The Treasurer has finally stopped pretending otherwise, which is why everything is suddenly 'on the table'.
That includes corporate tax rates, personal income tax thresholds, superannuation concessions and even the GST - although there have been enough signals already that GST changes might be a bridge too far.
That's a crying shame.
The same government that spent its first term umming and ahhing over the Stage Three tax cuts before breaking its promise and changing them anyway, all the while insisting the budget was back in the black and 'isn't that great', is now openly flirting with pulling some of the most politically difficult levers in the tax policy playbook.
Those who watch politics closely worry that the modern Labor Party will mistake raising new taxes as proper tax reform, which it has done before.
Inheritance taxes and taxing the family home remain political killers, but just maybe they too will get a look in given the perilous state of the budget, and given the growing pressures on housing affordability and rising inequality.
But tax reform alone (including higher taxes) won't fix the budget, and Chalmers knows it.
Spending restraint will have to play a key role in whatever happens next. That's where things become trickier. Labor is still heavily invested in programs with long-term outlays and patchy performance metrics, the NDIS being a prime example.
Curbing growth in these areas is politically fraught for Labor internally, including when dealing with a Senate in which the Greens now hold the balance of power.
That means the opposition has an important role to play, despite its diminished post election status.
Again those old enough would remember the Coalition in opposition in the 1980s lent a hand when Keating and Bob Hawke reformed Australia's macro and microeconomic settings, setting up decades worth of prosperity.

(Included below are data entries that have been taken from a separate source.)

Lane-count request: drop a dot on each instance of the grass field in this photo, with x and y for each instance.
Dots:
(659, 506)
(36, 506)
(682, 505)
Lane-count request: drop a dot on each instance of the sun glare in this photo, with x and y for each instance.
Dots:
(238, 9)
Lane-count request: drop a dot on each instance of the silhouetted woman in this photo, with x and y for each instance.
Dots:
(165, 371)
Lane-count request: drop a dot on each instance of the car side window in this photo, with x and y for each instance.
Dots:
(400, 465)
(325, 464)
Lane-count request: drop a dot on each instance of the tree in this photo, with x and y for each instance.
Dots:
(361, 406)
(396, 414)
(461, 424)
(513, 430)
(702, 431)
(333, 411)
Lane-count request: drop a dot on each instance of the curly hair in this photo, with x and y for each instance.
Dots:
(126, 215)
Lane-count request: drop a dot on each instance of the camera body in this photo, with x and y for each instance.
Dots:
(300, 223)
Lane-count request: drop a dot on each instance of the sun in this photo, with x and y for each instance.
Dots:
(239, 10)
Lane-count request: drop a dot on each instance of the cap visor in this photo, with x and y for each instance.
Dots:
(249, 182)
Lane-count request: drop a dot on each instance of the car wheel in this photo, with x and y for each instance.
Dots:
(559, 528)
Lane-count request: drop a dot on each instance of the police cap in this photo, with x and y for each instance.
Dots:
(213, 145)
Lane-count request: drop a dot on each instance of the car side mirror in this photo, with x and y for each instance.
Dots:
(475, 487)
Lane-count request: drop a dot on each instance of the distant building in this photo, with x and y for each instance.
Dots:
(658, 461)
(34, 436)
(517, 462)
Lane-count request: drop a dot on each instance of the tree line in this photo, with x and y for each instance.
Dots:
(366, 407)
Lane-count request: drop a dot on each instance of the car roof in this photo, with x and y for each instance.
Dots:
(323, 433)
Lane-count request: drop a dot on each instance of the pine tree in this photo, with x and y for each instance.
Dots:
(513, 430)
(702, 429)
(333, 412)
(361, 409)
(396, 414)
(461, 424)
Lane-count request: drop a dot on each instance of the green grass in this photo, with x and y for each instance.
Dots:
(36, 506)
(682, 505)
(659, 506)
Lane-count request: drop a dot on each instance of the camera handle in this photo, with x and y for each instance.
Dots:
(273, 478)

It is far from clear that the modern Coalition will back Labor's attempt to reform the tax system, even if Labor steps up to the plate. More likely it will play oppositionist politics and shoot down what Labor proposes, hoping to use ensuing political chaos to fight back electorally.
The danger therefore is that the roundtable becomes a soft launching pad for ideas without political follow-through. We've seen it before. Endless reviews, summits and white papers, all fine in theory but meaningless without the courage to act.
Chalmers wants to position himself as a reforming Treasurer, no doubt with one eye on the prime ministership as his destiny.
But the window for meaningful structural change is already narrowing. If Labor doesn't move decisively the next electoral cycle will again become a contest of small-target tactics and bidding wars.
Anthony Albanese needs to use his thumping majority the same way Hawke did in the 1980s and John Howard did after his 1996 win to campaign on introducing the GST.
The economic environment of today is forcing Labor's hand. Productivity growth is stagnating, business investment is sluggish.
And for years now the political centre has kept splintering as the major parties primary vote continues to erode.
Chalmers is now asking business and unions to come to the table, drop their rehearsed talking points and engage in something resembling genuine dialogue.
But is he serious in doing so?
The first term jobs summit left business feeling mistreated - asked to smile for the cameras before being completely ignored - so it may be about to entering this debate without the trust necessary to get on board.
Equally there are few tangible signs that Labor is ready to do anything other than reward its base with more one sided policy developments.
That said, Chalmers deserves some credit for getting the debate started , belated though it may be.
But recognition of a problem is only the beginning, and he could hardly keep denying the economic problem staring him in the face.
Let's wait and see if he comes up with anything meaningful. The risk is that taxes go up and spending gets cut, but nothing innovative by way of restructuring the system is embraced to lift productivity.